J’ai beaucoup aimé ce roman, mais je dois dire que je suis restée sur ma faim lorsque je l’ai terminé. J’aurais envie d’en savoir plus sur la personnalité de Celia, qui à première vue semble complexe, mais aussi sur ce que réserve l’avenir d’Adam et Marion.

Faire les sucres, Fanny Britt (Cheval d’août)

Des détours qui valent la peine

Il y a des lectures dans lesquelles on plonge plus facilement que d’autres, parce que ça nous parle directement ou c’est en accord avec ce que l’on vit. Bref, ce sont des histoires, qui même après les avoir terminées, elle nous reste en tête quelque temps. Détours sur la route de Compostelle a été un de ces livres-là pour moi, qui m’a habité pendant un bon moment.

Même si ma réalité est bien différente de Mireille (femme mariée, trois grands fils, vie en parfait contrôle!) son voyage sur la route de Compostelle imposée par sa sœur pas très fiable, ses questionnements tout au long du parcours, ses envies de tout lâcher parfois et ses doutes m’ont amené à réfléchir, m’ont fait sourire, m’ont ému. Au cours des pages, on veut savoir où cette aventure imprévisible pour Mireille la mènera. La plume de Mylène Gilbert-Dumas est juste, son sens du récit aussi. Il fait froid et vous ne voulez plus sortir de vos couvertures? C’est un livre pour se distraire et se laisser porter par les paysages européens.  

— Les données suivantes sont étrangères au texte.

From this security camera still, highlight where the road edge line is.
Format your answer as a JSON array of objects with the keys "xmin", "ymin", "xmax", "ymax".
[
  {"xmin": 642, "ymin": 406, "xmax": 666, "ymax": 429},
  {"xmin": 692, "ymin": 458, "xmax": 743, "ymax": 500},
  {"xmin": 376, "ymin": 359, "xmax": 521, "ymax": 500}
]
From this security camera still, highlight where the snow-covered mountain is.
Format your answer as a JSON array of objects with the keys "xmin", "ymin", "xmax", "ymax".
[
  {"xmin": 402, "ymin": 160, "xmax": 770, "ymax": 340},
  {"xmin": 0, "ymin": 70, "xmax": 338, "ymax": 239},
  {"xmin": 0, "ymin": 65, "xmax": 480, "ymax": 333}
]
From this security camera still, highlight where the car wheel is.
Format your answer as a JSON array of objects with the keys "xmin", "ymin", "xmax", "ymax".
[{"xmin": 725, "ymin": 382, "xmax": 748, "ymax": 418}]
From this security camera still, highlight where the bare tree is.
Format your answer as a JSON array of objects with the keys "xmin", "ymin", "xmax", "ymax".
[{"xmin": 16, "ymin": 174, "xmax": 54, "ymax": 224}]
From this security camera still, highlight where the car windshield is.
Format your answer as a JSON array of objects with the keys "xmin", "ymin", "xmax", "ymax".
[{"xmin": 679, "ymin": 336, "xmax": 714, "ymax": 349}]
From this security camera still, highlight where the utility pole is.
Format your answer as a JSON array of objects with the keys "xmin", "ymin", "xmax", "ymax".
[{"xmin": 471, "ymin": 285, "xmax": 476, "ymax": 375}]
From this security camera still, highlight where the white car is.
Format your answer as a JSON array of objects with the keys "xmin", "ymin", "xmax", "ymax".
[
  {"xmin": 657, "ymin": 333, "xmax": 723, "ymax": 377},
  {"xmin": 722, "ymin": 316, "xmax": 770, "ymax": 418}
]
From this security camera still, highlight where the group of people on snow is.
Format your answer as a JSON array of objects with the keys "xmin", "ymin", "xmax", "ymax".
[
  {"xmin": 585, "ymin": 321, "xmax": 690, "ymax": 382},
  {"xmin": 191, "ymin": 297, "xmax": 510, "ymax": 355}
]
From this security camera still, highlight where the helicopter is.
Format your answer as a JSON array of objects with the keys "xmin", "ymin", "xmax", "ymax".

Détours sur la route de Compostelle, Mylène Gilbert-Dumas (vlb éditeur)

Douce Almanda

Récipiendaire du prix littéraire France-Québec, le roman Kukum a fait beaucoup parler de lui au cours des dernières semaines. Il était dans ma pile à lire depuis un moment, et j’ai profité du froid de janvier pour me plonger dans ce récit de Michel Jean. Inspirée de la vie de l’arrière-grand-mère de l’auteur, on fait un voyage dans le temps pour découvrir la culture innue et son nomadisme. 

Almanda, la femme au centre de cette histoire, n’est pas Innu de sang, mais de cœur. Elle rencontre un Amérindien nommé Thomas dont elle tombe amoureuse, et quitte sa famille d’accueil où elle ne sait jamais vraiment sentie chez elle pour vivre la vie de nomade. Elle apprendra la culture de son mari, adoptera les coutumes de sa nation et deviendra une Innue d’adoption.

Les forces de ce roman sont de permettre au lecteur de plonger dans cet univers autochtone, de nous faire connaître leur culture, leur territoire, leurs blessures aussi. À travers les yeux d’Almanda et la plume agréable de Michel Jean, on saisit mieux les combats et la répression des peuples qui occupaient le territoire. Bien avant nous.

À lire, parce que le passé nous est raconté avec sensibilité.